A Streetcar Named Desire, Centerpoint Legacy Theatre 2019

As I look over the work I’ve done in approximately the past year, I have worked with fantastic ensembles. “The Pirates of Penzance,” “A Streetcar Named Desire,” “Much Ado About Nothing,” and “All Shook Up” all seem like star power productions relying on the top-billed principals to pull the show along. Don’t get me wrong–the leads in these shows have been everything they needed to be. But it’s been the ensembles that have carried the show from one star-power moment to another. “Penzance” isn’t only arias. Without the neighborhood characters, the paperboy, the doctor or the nurse, “Streetcar” wouldn’t be a literary masterpiece. “Much Ado” has iconic side characters and an ensemble who’s presence in the pivotal wedding shame scene are essential to making that scene work. And Chad in “All Shook Up” can’t have an effect on the whole town unless the whole town gets effected. I have been so pleased with the ensemble work in each of these productions. But this next show…I get tingles just thinking about what we are going to get up to.

The Pirates of Penzance, Centerpoint Legacy Theatre, 2018

One of the most helpful things I’ve learned in regards to ensemble work is Anne Bogart’s Viewpoints of awareness. Improvisational training in the Viewpoints help an actor use his or her body in time and space to create meaning. The Viewpoints of Space include: shape, gesture, spatial relationship, architecture, and topography. The Viewpoints of Time include: tempo, duration, kinesthetic response, and repetition. An ensemble actor, trained in the Viewpoints can express an infinite array of relationships, conditions, emotions, themes, contrasts, ideas, abstractions and qualities without ever uttering a line of dialogue. This actor is worth his or her weight in gold.
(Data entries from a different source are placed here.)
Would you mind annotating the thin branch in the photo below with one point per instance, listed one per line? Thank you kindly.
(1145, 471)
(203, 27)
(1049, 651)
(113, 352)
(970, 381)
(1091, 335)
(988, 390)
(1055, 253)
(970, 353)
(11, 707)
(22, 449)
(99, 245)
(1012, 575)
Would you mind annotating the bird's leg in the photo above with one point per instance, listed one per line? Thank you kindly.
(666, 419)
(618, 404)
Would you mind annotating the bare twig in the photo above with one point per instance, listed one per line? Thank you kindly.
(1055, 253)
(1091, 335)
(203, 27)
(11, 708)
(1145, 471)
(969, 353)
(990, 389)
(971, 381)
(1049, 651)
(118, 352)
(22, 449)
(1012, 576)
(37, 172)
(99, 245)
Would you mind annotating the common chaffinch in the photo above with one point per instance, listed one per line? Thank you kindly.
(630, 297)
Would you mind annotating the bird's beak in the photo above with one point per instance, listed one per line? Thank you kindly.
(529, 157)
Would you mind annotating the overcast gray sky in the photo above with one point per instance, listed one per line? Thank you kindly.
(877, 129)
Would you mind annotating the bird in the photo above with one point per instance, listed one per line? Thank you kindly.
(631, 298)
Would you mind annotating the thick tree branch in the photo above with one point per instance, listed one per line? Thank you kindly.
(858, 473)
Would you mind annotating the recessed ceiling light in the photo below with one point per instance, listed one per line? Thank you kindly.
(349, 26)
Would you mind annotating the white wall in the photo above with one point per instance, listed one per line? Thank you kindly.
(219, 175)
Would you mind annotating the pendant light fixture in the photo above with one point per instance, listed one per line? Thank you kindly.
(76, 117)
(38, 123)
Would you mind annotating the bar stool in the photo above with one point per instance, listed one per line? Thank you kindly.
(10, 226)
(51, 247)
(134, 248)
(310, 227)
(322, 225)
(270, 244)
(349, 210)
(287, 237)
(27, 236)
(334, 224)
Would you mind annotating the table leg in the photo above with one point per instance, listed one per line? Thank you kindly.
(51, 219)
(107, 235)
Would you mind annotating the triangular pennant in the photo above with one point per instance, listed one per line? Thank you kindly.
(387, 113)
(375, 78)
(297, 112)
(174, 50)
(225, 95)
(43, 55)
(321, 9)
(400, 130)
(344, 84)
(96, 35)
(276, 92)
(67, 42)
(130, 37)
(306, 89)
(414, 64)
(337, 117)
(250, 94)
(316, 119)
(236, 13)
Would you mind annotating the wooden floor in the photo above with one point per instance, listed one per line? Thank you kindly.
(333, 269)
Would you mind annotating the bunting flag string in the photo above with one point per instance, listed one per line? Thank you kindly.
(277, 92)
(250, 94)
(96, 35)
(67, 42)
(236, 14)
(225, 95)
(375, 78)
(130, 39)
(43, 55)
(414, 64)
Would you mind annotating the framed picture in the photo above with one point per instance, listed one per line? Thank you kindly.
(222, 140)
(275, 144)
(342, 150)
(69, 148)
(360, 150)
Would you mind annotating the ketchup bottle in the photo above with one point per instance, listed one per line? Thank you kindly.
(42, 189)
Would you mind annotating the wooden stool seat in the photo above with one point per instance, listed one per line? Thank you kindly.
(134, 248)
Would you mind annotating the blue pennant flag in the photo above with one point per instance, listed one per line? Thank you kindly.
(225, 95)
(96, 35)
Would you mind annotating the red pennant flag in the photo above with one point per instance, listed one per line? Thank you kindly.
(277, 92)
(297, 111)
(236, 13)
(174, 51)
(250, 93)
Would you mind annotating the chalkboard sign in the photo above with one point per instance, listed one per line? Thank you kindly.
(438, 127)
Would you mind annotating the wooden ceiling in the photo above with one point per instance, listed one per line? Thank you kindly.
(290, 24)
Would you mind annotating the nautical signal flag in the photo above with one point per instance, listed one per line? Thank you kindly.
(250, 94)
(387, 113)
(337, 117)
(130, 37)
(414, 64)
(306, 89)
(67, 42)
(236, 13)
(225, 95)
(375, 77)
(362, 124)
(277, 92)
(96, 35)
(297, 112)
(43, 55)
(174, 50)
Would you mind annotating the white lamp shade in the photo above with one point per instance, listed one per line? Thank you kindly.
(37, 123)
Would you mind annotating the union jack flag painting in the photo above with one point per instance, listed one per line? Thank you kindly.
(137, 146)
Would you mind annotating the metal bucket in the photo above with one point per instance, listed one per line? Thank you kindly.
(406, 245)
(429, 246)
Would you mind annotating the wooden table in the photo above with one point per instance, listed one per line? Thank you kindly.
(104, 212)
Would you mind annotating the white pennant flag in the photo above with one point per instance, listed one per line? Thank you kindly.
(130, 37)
The Pirates of Penzance, Centerpoint Legacy Theatre, 2018

An excellent ensemble actor is easy to block. With an understanding of the stage picture, script analysis, focus and energy, he or she will make organic choices that support the story. An excellent ensemble actor stays fresh in a scene, giving instead of taking and listening constantly. This actor may have to move sets, make inconvenient property storage choices, change wardrobe an annoying number of times, and flip through half the program to find their headshot and bio. But if you can act without dialogue, if you can contribute meaningfully to the performance without a character name, if you can tell the story without getting hung up on recognition, perks or conveniences, then you are the best kind of actor. And you are the actor I want to work with again and again.

Much Ado About Nothing, Next Stage Productions, 2019

And that’s why I’m so excited about my next show. “Peter and the Starcatcher” shows off it’s ensemble. It depends deeply on it’s ensemble. My Starcatcher ensemble is going to get an experiential education in the Viewpoints I paid University tuition to receive. They are going to get stage time in droves. And more than any of the other shows I’ve done in the past year, they are going to carry a show, from star-power moment to moment. I already love them. Whoever they are going to be.